Clinton met with a group of undocumented students on May 5 and described an agenda that reflects just how much has changed since 2008. Young immigrants, in particular, are done waiting for politicians to catch up to the reality of their lives, and their rightful impatience fuels a movement that’s forcing the issue for Democrats and Republicans alike.

Clinton staged her meeting at the same Las Vegas high school where Obama announced his executive actions last November. These would grant legal status to as many as 5 million people, including some parents whose children were born as US citizens. A federal judge in Texas blocked those moves pending the outcome of a challenge to the president’s authority. Clinton said she not only supports Obama’s actions but would extend relief to parents of undocumented children, too. She called for the reunification of families already split up by deportation, questioned the safety of for-profit detention centers, and made a full-throated case for understanding immigration reform as a family-values issue. She stuck to the Democratic line that the first, best answer is a comprehensive reform law, but she was bullish about the authority she’d wield in the absence of congressional action.

Clinton’s remarks suggest that she’s now more concerned about losing Latino voters than pandering to xenophobic ones. That’s a welcome evolution from her 2008 bid, in which she alienated Latinos with tough talk on enforcement. “Anybody who committed a crime in this country or in the country they came from has to be deported immediately, with no legal process,” she said in South Carolina back then.

Clinton has moved significantly, but a core assumption must still be challenged: that new pathways to citizenship have to be balanced with aggressive enforcement. Much of the damage to families that Clinton discussed can be attributed to President Obama’s efforts to prove how tough Democrats can be. Last year, the administration crossed the threshold of 2 million deportees, prompting critics to call him the “deporter in chief.”

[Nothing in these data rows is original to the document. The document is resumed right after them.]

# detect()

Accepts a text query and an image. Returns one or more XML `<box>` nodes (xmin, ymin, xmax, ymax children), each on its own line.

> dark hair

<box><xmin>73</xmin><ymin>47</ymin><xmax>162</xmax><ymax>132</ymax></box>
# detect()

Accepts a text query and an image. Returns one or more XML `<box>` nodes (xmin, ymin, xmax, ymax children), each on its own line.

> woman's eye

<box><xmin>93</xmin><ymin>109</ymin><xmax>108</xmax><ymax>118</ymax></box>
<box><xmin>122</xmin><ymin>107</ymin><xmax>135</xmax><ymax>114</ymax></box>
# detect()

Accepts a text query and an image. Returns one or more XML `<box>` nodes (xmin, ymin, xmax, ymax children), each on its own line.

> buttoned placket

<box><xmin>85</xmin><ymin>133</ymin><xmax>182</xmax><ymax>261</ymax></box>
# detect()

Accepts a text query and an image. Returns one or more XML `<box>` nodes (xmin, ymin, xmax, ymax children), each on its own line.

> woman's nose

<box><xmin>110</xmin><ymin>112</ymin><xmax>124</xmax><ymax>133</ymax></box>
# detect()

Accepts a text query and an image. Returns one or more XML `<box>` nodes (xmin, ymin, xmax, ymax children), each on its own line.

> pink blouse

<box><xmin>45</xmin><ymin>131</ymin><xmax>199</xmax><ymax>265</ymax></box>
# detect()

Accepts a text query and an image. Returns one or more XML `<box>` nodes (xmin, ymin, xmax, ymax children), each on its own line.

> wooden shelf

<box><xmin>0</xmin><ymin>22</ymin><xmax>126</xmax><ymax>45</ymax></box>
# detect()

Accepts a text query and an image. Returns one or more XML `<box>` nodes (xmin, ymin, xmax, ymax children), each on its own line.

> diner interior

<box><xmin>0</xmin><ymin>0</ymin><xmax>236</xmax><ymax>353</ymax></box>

Obama has drawn a rhetorical line between good and bad immigrants. In announcing his November actions, he repeated his familiar argument that enforcement must target “felons, not families. Criminals, not children. Gang members, not a mom who’s working hard to provide for her kids.” One problem is that the deportation machine is difficult to control once set in motion: Repeated analyses have found that two-thirds of the people Obama has deported had either no criminal record or only misdemeanor violations. But a deeper problem is the notion that a punitive system can distinguish between felons and their families, gangbangers and their moms. The futility of this task can be seen in the human toll behind another law-enforcement statistic: An estimated one in 28 kids has a parent in prison today.

Both Obama and Clinton have been shoved forward by an increasingly insistent movement. That pressure must continue—and grow—until our leaders question the deportation system itself, not just parse who can be pulled from its maw.